Fifty staff and students at Leeds University were unknowingly exposed to white asbestos for a week before technicians realised the dangerous substance was contained in wall panels being refurbished in a laboratory.
After the discovery the Brotherton Laboratory was sealed off for several days. Staff and students - all of whom have been offered health checks - have demanded to know why the department of process, environmental and materials engineering went ahead with the refurbishment before a risk- assessment report had been completed.
A health inspector said: "I would be concerned if this incident was caused by management deficiencies. It seems a lot of managers don't fully appreciate their responsibilities."
The university denied that safety considerations had been flouted, although it admitted there had been a failure of communications.
"We are holding an investigation to establish where and why our safety and administrative procedures failed," said a spokesman.
A university statement stressed that while no asbestos is safe, white asbestos is the "least pernicious" variety. The university's occupational health officer, John Papworth-Smith, said that in his opinion the exposure to staff and students "was at the lower end of the scale of risk".
But an interim report of the investigation says no clear account of the removal of the wall panels has been established.

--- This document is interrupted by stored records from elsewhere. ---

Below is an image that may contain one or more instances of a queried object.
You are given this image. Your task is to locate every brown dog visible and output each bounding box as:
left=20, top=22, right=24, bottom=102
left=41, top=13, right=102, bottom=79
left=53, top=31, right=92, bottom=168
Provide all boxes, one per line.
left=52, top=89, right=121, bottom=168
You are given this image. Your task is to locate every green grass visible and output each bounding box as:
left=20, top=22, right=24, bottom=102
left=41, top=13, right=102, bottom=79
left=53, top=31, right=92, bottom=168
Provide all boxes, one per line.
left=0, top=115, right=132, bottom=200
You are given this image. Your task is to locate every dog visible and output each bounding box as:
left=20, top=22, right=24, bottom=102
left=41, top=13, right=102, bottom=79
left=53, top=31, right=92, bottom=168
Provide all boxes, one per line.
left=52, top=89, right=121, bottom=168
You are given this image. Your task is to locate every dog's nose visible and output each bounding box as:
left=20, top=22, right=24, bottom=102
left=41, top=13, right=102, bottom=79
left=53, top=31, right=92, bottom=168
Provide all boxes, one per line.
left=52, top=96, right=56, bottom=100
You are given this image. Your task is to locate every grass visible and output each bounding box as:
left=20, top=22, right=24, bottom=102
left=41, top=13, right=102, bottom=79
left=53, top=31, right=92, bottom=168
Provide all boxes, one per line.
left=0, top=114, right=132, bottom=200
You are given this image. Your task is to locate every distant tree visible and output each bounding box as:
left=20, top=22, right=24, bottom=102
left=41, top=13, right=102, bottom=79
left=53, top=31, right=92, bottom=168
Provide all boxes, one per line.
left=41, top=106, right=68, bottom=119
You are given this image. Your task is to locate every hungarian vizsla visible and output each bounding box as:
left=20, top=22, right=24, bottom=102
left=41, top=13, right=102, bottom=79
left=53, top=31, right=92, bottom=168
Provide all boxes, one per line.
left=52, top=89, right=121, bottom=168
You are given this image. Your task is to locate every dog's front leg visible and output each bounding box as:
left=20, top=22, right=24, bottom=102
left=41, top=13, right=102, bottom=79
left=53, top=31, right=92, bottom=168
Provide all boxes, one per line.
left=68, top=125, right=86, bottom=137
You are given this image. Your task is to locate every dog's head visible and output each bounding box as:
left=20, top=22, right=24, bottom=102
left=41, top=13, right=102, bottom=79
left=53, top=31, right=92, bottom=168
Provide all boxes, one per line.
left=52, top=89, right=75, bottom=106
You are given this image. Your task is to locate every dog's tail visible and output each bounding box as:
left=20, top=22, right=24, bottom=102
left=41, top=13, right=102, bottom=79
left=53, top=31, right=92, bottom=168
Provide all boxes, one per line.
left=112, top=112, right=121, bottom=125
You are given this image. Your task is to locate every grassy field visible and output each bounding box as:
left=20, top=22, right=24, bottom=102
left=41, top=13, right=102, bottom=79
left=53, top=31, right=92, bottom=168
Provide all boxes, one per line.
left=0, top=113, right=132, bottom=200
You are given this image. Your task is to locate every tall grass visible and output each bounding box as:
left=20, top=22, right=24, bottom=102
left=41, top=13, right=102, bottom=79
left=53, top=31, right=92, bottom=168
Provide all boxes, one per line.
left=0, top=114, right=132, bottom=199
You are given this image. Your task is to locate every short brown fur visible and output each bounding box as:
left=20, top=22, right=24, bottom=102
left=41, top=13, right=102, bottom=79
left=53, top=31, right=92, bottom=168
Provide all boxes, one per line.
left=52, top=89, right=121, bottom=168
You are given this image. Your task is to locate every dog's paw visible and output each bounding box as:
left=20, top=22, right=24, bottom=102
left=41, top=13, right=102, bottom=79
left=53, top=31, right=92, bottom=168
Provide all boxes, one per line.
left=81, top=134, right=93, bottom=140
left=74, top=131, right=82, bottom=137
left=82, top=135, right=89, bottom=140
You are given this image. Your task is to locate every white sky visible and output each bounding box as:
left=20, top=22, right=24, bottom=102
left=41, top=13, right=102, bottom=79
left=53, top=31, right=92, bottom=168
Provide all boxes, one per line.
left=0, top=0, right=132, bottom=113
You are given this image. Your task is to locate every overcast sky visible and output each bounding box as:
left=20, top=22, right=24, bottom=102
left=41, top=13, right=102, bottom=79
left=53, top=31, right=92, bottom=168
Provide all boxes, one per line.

The report found the university's register of asbestos on campus to be incomplete and it recommended that independent external consultants audit the university's health and safety arrangements.
The report also recommends that, to avoid confusion, departments should be advised that they cannot proceed with any alterations to the fabric of buildings without the written consent of the estates department. There should also be an urgent notice to remind departments that asbestos might be present in all but the newest buildings on campus.